A lot of people would argue that money, power, and fame are the crucial attributes to one’s happiness but well… think again. Do you think people who are rich and influential feel uplifted all the time? Nah. Do they feel joyous and cheerful every day, every minute? Nope. Not at all.
Happiness is neither money nor influence. Happiness in itself can be explained as an appreciation of your current situation. Bad news – you’ve got to work on your happiness day after day to feel good. Good news – everyone can do it despite their age, education, experience, the level of wealth or circumstances.
Take Less, Give More
Neurologists suggest that our brains are wired to derive pleasure from giving: numerous studies have shown that giving, rather than taking, makes us far happier. The paradox of generosity suggests that regardless of income, individuals who spend both time and money on others are significantly happier than the ones who spend on themselves.
We, humans, are social species – we take pleasure in both verbal and non-verbal contact with other people. We appreciate when others notice us, talk to us and praise us, so the psychology behind happiness in giving can be explained quite easily: giving gifts and doing pro-bono work produces endorphins (since you see another person happy because of your effort), and endorphins make us happy in return. Voilà!
Live, Laugh, Love
Have you ever looked at an uncontrollably laughing person? I bet he looked happy, free and careless. Perhaps even had healthy red cheeks and you found yourself not being able to resist giggling for no reason at all. The human brain is wired to respond positively to smiles and laughter: the wiring is so strong that we, in most cases, cannot stay non-responsive and usually join in with the great enthusiasm. It’s highly infectious.

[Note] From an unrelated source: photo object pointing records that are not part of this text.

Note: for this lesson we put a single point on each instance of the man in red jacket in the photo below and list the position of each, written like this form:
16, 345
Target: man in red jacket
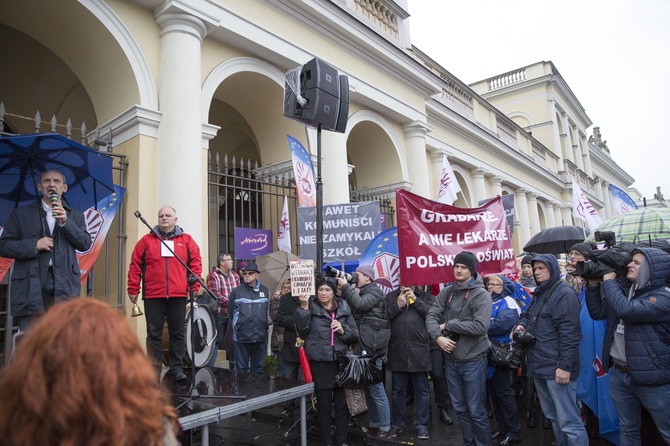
164, 286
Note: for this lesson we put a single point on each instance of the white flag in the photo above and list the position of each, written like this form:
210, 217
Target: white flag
284, 233
448, 185
582, 209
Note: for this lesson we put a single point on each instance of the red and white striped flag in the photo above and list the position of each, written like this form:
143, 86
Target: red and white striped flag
582, 208
284, 233
449, 187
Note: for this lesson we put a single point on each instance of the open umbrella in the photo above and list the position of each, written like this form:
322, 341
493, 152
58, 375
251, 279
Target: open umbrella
23, 158
639, 226
556, 240
274, 268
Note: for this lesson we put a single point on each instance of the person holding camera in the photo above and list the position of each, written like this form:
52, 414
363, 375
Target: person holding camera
504, 315
466, 307
367, 302
636, 347
551, 330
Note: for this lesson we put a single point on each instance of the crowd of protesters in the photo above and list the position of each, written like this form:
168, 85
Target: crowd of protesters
439, 344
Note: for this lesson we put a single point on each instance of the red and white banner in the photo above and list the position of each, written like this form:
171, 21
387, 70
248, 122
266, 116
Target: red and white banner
284, 233
582, 208
430, 234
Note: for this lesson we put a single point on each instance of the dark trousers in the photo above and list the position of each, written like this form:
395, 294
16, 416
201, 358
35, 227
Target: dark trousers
499, 388
221, 325
437, 378
157, 311
325, 399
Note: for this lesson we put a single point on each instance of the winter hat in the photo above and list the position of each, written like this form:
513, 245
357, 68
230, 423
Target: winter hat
328, 283
527, 259
251, 266
583, 247
367, 270
468, 259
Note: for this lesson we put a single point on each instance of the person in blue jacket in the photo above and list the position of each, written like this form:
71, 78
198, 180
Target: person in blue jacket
553, 360
636, 347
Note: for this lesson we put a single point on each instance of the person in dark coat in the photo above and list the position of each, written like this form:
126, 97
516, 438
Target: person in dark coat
636, 346
286, 319
328, 328
42, 238
504, 316
553, 360
409, 356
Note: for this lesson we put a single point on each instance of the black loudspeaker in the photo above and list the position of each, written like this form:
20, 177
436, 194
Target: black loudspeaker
343, 114
321, 108
318, 74
320, 86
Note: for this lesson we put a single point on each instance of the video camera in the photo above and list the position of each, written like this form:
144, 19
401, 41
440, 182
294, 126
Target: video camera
598, 263
334, 272
521, 340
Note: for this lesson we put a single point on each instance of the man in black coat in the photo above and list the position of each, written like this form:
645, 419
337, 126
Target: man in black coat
42, 238
409, 356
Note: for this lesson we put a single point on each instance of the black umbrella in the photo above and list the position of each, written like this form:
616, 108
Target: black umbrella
557, 240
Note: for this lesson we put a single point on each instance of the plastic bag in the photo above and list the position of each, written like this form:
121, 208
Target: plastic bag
358, 370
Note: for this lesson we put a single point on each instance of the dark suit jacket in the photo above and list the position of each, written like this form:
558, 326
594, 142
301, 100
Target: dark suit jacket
25, 226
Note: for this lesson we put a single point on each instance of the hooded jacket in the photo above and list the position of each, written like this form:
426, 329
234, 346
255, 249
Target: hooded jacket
313, 325
409, 346
163, 277
555, 325
646, 318
250, 307
467, 312
505, 313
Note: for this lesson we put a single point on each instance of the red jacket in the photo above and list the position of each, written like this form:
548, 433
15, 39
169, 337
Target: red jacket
163, 277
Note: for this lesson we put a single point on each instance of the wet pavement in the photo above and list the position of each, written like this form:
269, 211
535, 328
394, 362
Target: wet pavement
276, 426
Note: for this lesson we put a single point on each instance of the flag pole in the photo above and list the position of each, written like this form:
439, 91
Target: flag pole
319, 207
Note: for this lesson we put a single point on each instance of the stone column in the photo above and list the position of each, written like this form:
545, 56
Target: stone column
567, 215
496, 185
179, 167
478, 185
521, 214
549, 213
334, 163
533, 214
415, 152
558, 217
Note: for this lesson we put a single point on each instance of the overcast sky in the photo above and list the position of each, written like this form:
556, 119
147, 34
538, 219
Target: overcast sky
614, 55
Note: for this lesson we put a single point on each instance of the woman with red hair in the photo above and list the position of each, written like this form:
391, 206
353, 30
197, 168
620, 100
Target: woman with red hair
79, 377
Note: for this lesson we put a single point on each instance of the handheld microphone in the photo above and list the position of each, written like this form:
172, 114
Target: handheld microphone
54, 200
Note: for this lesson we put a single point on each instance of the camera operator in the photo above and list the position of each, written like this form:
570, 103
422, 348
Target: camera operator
367, 302
553, 361
637, 340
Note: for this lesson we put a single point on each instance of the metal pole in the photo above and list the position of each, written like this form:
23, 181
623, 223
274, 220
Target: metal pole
319, 206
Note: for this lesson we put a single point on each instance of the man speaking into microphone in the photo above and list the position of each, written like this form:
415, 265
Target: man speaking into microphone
42, 238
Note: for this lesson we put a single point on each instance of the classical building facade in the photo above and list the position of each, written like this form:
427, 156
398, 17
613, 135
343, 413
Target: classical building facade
189, 95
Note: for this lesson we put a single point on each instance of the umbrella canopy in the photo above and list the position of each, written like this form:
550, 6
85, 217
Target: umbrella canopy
639, 226
275, 268
23, 158
557, 240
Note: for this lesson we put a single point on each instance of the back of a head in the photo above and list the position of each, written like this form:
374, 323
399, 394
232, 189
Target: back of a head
80, 376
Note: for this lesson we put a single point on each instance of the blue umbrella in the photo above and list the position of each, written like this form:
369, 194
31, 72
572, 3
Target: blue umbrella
23, 158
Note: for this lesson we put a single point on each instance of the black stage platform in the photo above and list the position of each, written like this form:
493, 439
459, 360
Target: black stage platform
224, 393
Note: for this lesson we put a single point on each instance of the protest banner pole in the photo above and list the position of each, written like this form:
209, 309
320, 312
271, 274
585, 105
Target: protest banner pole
319, 206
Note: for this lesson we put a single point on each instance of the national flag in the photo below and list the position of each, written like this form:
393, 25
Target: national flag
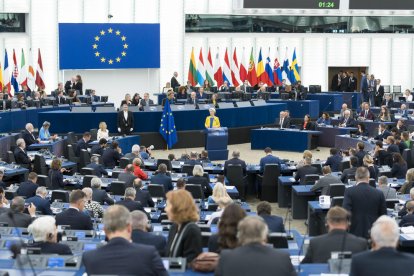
226, 69
218, 73
31, 77
243, 71
23, 70
251, 75
40, 82
15, 74
235, 74
294, 68
277, 72
6, 73
269, 71
167, 126
286, 69
209, 69
192, 71
201, 71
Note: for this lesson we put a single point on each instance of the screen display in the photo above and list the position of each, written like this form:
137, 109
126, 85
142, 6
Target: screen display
381, 4
291, 4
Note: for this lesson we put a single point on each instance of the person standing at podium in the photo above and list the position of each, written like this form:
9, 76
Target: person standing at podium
212, 121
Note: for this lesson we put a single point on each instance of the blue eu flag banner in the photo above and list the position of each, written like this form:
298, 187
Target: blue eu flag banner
167, 126
109, 46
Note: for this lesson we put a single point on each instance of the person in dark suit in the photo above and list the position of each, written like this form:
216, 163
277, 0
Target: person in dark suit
142, 196
15, 217
99, 195
198, 178
119, 256
324, 182
28, 136
140, 233
125, 121
28, 188
305, 170
334, 161
74, 215
44, 233
83, 143
347, 173
174, 82
20, 154
184, 237
307, 124
41, 202
98, 168
112, 155
274, 223
383, 132
284, 120
127, 176
336, 240
269, 159
129, 201
253, 257
162, 178
364, 202
383, 259
235, 160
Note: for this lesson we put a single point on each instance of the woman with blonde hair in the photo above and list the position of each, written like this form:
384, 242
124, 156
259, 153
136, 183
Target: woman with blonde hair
409, 182
184, 237
103, 131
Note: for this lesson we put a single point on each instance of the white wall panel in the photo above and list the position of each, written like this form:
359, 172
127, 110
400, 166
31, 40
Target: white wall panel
95, 11
360, 52
401, 62
381, 62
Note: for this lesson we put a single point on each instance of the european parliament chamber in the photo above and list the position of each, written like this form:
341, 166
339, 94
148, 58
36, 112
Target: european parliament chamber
238, 137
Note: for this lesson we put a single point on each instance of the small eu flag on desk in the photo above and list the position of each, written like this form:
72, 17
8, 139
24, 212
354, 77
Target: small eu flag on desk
167, 126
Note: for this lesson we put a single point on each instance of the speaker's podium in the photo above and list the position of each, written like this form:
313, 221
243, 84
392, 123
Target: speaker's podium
216, 143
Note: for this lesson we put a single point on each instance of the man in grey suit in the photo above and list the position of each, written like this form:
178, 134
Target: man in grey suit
324, 182
253, 257
337, 240
127, 176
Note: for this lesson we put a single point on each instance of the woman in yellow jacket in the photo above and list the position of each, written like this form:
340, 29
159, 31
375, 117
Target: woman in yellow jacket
212, 121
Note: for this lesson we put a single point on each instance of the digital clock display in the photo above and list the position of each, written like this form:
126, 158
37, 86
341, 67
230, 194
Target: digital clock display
381, 4
293, 4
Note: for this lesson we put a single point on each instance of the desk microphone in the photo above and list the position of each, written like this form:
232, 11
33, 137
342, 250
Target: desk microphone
17, 250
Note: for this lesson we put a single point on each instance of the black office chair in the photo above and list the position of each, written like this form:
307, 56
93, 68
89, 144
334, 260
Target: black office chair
391, 203
195, 190
188, 169
39, 165
10, 157
310, 179
117, 188
94, 134
337, 201
337, 189
269, 181
156, 190
59, 195
88, 171
86, 183
278, 240
124, 162
167, 162
235, 177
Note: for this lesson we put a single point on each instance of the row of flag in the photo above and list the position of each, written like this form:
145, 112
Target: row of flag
14, 77
267, 71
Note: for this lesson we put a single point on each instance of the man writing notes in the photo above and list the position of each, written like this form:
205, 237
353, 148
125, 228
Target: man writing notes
212, 121
125, 121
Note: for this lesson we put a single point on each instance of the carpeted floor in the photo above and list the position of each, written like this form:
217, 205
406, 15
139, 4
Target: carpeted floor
253, 157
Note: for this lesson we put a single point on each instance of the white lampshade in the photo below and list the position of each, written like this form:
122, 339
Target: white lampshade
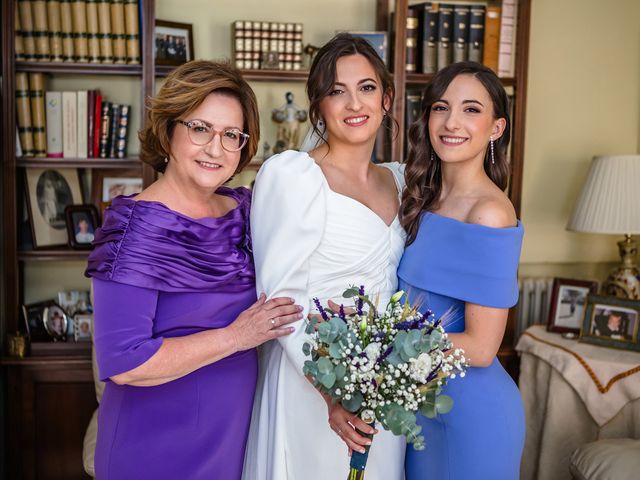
610, 199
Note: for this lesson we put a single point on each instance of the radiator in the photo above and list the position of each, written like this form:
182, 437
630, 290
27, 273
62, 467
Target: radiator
534, 302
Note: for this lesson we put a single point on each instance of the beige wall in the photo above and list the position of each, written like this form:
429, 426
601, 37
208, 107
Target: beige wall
583, 100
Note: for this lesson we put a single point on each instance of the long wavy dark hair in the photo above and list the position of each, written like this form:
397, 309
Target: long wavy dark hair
423, 173
322, 75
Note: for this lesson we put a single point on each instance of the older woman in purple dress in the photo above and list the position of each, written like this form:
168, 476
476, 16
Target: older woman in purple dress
176, 316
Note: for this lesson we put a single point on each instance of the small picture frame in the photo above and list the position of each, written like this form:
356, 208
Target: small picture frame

Yet another infectious thing is appreciation. If you’ve ever traveled to India or have seen footage of people living in slums you’ll get where I’m heading to: people who seem to have very little in their lives seem to be happy and satisfied. Even more than that, if you happen to be around a slum, you’ll realize you get “infected” with happiness and appreciation, too! People living in slums are very verbal about their small successes and tend to appreciate and share those small bursts of happiness at all times, with everyone. They praise, compliment, laugh and sing. Actually, slum-dwellers are said to be happier than an average British child. How can they shine with happiness when there seems to be no reason at all? The reason behind is experiencing and appreciating joy in small, every day things: family, kids, neighbors or a fulfilling meal.
If you laugh your lungs out and appreciate yourself & people around you, you’re kind of “doomed for happiness.”
Dance in the Rain
Being more spontaneous, living in a moment and saying “yes” more often could be one of the elements that add to our happiness. Adventure does not necessarily translate into traveling around the world; it could be just waking up at 5 am and watching a sunrise from the rooftop of your house with a cup of hot, fragrant tea. Or perhaps going on a road trip to a nearby town if you feel like.
Happiness is highly infectious – happy people tend to attract other happy people, success, and popularity without even trying. Happy people also have a tendency to infect other people with smiles, positivity, and appreciation. And that’s probably the only “infection” that I’d highly recommend for everyone to get infected with.